Auf dem Balkon war der König ganz von seiner Entscheidung gefangengenommen. Er schwankte. Begnadigung wäre eine großzügige Geste und eines Khisu wahrhaft würdig, aber die Gebieter hatten ihm von dieser gefährlichen Fremden erzählt, und er war sich nicht sicher, ob er sie in seinem Land auf freiem Fuß haben wollte.

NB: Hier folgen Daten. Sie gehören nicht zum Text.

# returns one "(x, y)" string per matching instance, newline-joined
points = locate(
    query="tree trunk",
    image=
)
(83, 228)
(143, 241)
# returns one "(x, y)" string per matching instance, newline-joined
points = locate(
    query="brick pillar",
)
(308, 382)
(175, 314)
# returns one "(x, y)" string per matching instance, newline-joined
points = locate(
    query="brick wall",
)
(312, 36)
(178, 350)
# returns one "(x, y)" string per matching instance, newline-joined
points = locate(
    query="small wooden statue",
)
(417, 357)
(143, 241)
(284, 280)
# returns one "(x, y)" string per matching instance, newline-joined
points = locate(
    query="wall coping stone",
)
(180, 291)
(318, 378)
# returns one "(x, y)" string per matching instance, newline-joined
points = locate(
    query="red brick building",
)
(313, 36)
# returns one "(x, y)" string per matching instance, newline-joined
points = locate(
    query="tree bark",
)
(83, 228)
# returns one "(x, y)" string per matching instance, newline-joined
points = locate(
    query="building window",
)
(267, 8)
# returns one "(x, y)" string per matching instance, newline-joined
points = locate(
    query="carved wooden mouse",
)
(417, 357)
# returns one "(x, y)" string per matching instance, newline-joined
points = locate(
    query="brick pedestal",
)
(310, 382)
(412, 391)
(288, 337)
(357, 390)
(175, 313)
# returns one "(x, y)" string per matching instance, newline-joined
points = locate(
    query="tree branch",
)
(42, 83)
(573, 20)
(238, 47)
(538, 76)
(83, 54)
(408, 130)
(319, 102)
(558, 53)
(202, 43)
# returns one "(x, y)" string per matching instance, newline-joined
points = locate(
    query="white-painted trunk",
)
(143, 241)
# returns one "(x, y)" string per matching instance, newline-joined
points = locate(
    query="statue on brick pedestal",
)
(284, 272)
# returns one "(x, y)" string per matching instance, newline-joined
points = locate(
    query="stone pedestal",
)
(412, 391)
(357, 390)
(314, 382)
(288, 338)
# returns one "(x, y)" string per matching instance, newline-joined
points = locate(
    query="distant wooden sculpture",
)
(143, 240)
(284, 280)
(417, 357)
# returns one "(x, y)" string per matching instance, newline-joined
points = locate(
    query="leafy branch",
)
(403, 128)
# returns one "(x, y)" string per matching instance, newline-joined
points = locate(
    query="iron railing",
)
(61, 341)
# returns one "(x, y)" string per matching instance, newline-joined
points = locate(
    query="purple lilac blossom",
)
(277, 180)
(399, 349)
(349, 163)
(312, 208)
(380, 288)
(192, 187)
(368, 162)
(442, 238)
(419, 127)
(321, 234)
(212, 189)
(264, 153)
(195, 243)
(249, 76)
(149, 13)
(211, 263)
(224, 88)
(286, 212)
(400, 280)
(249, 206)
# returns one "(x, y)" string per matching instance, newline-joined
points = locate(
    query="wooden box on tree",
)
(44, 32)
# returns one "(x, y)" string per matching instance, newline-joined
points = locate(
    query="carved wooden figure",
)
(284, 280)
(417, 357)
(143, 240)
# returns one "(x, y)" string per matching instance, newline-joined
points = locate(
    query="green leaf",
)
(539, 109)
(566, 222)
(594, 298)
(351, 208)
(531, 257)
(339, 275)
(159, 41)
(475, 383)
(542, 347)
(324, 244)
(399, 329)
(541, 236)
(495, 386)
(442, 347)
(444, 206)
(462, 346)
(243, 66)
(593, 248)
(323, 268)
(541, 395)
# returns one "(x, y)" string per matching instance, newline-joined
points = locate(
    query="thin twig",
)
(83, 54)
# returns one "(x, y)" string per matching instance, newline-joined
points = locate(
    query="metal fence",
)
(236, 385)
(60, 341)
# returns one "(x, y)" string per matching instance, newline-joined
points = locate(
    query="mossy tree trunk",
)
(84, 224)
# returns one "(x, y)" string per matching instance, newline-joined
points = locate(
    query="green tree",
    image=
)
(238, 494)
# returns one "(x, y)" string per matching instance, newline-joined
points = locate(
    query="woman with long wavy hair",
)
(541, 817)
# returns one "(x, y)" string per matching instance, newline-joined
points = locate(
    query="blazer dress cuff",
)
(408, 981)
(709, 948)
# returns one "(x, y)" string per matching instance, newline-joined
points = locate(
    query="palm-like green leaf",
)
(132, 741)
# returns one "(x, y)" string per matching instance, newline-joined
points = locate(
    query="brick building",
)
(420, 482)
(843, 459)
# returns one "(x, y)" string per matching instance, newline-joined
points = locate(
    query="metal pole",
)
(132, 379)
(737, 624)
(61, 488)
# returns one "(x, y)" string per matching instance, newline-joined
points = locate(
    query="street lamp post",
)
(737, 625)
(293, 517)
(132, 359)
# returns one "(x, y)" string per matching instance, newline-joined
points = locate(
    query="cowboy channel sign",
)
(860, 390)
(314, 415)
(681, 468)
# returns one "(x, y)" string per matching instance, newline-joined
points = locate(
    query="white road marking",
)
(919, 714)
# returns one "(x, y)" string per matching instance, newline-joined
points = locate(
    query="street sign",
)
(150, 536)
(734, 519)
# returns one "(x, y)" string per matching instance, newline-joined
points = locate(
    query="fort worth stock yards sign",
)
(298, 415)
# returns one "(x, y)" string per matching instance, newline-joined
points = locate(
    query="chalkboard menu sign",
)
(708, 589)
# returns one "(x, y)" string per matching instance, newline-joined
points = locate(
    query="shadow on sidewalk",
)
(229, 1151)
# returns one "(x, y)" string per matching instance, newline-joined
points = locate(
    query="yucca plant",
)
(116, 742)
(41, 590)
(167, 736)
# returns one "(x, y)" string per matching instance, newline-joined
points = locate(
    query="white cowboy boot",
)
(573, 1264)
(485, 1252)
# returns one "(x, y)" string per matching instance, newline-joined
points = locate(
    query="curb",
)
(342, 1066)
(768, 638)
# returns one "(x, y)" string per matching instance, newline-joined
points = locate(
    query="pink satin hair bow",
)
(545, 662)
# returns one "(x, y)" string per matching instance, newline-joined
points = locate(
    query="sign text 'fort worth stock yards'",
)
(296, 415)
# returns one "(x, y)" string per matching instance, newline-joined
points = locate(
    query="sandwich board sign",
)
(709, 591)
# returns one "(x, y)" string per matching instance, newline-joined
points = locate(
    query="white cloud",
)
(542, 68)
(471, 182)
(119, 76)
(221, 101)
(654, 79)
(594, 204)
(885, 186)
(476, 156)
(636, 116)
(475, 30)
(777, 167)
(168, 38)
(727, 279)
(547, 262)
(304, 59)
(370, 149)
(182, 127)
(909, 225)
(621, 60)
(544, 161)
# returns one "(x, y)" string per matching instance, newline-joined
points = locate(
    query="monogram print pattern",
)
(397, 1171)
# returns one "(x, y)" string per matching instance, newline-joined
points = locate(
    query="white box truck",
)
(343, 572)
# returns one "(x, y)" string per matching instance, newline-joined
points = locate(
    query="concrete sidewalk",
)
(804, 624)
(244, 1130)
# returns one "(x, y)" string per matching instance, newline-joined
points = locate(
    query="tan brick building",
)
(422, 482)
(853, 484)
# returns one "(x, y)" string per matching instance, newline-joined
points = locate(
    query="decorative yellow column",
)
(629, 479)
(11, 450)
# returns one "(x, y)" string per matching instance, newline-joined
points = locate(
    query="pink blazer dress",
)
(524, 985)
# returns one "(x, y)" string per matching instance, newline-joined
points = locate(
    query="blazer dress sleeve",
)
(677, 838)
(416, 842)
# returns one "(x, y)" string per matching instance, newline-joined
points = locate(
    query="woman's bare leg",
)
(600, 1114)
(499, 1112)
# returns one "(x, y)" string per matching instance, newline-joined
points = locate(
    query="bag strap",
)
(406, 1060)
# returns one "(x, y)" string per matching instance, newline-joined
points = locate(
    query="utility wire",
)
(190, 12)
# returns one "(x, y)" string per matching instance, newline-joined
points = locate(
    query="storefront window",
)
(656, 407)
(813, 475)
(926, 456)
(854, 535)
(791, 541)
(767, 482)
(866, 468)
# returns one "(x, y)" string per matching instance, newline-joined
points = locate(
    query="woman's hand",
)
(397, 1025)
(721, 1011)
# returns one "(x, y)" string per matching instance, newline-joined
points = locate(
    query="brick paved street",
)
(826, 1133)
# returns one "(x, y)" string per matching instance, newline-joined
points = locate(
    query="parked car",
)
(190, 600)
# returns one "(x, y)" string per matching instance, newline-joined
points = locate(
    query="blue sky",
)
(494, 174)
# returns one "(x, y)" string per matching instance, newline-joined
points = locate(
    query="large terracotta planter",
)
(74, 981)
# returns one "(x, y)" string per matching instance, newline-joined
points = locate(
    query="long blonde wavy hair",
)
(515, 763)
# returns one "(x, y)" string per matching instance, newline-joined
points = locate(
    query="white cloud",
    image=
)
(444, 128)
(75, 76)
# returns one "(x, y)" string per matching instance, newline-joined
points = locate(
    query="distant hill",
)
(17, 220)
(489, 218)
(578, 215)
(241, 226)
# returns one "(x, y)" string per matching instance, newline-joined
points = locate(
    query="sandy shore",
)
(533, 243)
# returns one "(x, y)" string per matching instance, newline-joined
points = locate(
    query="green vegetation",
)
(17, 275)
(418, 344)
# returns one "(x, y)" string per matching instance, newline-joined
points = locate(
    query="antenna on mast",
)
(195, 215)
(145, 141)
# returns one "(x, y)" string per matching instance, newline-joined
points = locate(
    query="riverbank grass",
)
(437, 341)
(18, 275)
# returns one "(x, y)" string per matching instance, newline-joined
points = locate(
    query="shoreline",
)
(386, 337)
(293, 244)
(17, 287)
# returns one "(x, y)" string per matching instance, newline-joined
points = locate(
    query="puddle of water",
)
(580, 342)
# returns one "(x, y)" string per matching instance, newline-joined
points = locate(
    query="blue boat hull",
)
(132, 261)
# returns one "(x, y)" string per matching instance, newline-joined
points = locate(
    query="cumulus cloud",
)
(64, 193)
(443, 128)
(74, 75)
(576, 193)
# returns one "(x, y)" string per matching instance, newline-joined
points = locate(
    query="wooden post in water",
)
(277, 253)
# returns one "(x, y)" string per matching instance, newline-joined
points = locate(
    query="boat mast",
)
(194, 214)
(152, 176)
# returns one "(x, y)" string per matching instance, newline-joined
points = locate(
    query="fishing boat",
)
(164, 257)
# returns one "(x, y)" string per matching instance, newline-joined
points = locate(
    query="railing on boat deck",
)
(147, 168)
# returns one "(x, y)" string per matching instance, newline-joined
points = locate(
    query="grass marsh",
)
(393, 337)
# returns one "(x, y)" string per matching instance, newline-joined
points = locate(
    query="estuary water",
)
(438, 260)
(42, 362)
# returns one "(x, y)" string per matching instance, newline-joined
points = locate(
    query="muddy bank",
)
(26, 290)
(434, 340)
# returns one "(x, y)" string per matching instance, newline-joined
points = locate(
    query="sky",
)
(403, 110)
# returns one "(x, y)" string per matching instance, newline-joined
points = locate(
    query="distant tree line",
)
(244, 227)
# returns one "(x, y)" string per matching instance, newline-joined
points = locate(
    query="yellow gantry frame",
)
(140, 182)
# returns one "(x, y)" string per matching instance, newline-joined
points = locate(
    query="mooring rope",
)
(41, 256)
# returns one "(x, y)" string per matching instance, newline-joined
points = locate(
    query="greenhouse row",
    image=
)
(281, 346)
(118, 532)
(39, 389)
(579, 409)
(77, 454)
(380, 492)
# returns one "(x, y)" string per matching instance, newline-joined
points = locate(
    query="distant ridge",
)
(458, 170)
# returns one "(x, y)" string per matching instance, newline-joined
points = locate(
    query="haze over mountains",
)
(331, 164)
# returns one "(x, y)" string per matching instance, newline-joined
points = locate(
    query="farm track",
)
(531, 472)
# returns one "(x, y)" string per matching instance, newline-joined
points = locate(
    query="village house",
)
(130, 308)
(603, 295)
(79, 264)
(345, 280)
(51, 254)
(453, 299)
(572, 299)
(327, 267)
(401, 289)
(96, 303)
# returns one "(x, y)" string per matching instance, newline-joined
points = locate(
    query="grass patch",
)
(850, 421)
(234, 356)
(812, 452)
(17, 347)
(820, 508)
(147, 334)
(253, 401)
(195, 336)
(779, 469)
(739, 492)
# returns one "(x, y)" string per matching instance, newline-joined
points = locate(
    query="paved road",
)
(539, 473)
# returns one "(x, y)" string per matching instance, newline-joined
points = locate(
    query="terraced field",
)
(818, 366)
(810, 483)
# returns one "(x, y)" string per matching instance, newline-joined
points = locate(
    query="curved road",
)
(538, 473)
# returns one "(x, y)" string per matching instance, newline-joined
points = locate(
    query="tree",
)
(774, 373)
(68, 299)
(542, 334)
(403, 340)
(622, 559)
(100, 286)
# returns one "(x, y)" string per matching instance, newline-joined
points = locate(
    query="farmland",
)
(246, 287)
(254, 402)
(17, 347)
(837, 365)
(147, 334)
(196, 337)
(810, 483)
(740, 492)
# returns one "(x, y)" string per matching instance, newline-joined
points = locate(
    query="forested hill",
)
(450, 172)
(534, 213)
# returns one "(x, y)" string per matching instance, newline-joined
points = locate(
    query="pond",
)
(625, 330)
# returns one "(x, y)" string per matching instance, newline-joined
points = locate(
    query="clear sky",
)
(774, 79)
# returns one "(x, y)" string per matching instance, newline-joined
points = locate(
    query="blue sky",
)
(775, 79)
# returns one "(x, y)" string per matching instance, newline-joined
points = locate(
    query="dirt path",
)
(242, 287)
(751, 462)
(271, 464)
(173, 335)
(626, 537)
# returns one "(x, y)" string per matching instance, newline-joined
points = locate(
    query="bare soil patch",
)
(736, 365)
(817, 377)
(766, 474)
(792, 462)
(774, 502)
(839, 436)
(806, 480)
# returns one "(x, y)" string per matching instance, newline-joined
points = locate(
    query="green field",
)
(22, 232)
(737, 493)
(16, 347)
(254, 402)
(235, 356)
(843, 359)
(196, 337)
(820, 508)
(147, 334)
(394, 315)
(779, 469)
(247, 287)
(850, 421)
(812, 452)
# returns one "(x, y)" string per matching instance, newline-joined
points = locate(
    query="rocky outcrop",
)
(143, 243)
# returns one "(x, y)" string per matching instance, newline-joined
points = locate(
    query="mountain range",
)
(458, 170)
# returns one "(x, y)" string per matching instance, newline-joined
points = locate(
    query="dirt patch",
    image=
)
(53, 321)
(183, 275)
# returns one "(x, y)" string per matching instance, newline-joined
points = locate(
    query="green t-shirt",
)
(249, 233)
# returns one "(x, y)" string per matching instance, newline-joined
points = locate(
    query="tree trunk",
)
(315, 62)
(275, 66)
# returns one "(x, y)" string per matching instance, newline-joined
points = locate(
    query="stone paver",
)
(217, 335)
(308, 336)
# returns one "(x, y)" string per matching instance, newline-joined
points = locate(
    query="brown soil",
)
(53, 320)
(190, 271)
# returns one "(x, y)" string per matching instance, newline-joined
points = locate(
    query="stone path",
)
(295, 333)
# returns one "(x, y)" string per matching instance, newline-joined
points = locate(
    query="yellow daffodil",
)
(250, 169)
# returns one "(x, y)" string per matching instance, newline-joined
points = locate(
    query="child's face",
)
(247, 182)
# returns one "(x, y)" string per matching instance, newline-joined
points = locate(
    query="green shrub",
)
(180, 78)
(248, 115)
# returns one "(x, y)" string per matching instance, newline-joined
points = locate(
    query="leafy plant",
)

Aurian beobachtete den Khisu und hielt den Atem an. Das war das erste Mal, daß sie ihn ruhig sehen konnte. Er sah jünger aus, als er sein mußte, aber sein Gesichtsausdruck war wölfisch und wild. Unter seinen geraden Brauen glitzerten dunkle Augen mit unbarmherziger Grausamkeit. Sein schwarzes Haar, das ihm weit bis über die Schultern fiel, zeigte keine Spur von Grau, und er trug einen langen, an den Enden herunterhängenden Schnurrbart. Sein Körper war schlank, geschmeidig und muskulös – eine Maschine zum Töten –, und es sah so aus, als benutzte er ihn regelmäßig – und effektiv. Bei den Göttern, dachte Aurian. Es würde mir gefallen, mit ihm zu kämpfen. Allerdings würde es mir vielleicht sogar auch gefallen, mit ihm zu schlafen. Der Gedanke, sehr unpassend in ihrer verzweifelten Situation, schockierte sie. Aber es war unleugbar. Seine Aura war unwiderstehlich anziehend und genauso gefährlich. Er war wie ein prachtvolles, wildes Tier.